Amasia kolu ile Yume'yi dürttü. Evan hafif doğrulup etrafına bir göz attı. Güzelim halı üzerinde koca bir leke, kırık cam parçaları, berbat bir koku. Bir anda kafasında bir şimşek çaktı.

"Roxx!! O nerede?"

Daniel asık bir suratla "Roxx mu?" diye sordu. Odadan gizlice kaçıp kendinden habersiz buraya geldiği için biraz kırılmış gibiydi.

"Evet Roxx! Dün buraya geldim ve içiyordu sonra baya muhabbet ettik uyuyakaldığıma inanamıyorum!"

Yume iyice dibine girivermişti. Evan'ın bunları uydurduğunu düşünüyordu.

"Sen üfle bir bakayım suratıma."

Evan, Yume'yi kafasından ittirip "Suratına falan üflemeyeceğim Yume, git başımdan!" dedi.

Amasia halının tam ortasındaki yazıyı göstererek "Bunu da o Roxx denen adam yapmıştır o zaman." deyince dikkatler oraya çekildi. Evan seri bir şekilde Amasia'nın yanına gelince şok olmuştu. Halıda büyük ihtimalle kırık şişe ile yapılmış bir yazı vardı; "Beni bul".

"Yok artık halıya not bırakmış!" diye bağırdı Evan. "İyi mi bu adam!?!"

Amasia gülümsedi ve Evan'a yaklaşıp koluna girdi.

"Yine garip birine mi denk geldin Evan?"

"Hiç sorma, ama özünde Ugo'ya benziyor biliyor musun?"

Yume elini Evan'ın omzuna atıp sarstı.

"Hooop! Kardeş uyandık uyanalı seni arıyoruz bunu kahvaltı yaparken anlatsan olmaz mı? Açlıktan ölüyorum."

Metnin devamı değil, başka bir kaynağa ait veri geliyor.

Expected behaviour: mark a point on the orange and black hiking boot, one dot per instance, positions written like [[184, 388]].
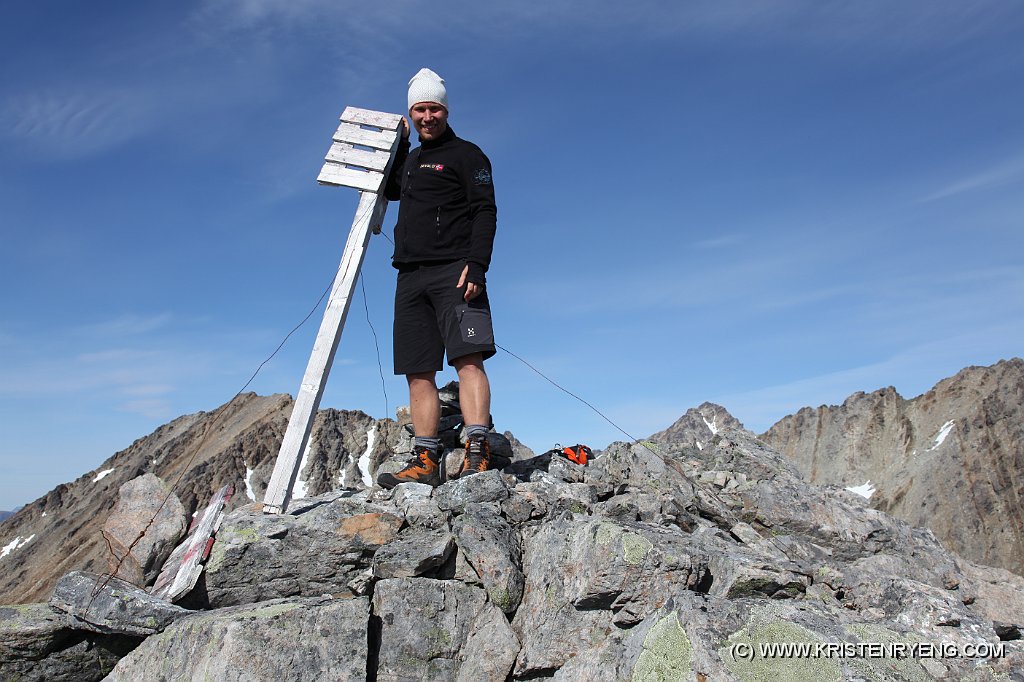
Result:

Daniel ona doğru bir bakış atıp "Öyle bir şey olmadı. Bu kez bazıları beni dinlediği için seni elimizle koymuş gibi bulduk." dedi.

"Oyunbozan!" diye bağırdı Yume. "Ona vicdan yaptırıp kahvaltının parasını ödettirecektim!"

Evan onları takmamıştı.

"Doğru ya Amasia sen nerede kaldın?"

"Yume ile birlikte."

Daniel kapıya doğru yönelip "Muhabbeti bırakın da şu halı üzerimize kalmadan çıkalım buradan." dedi.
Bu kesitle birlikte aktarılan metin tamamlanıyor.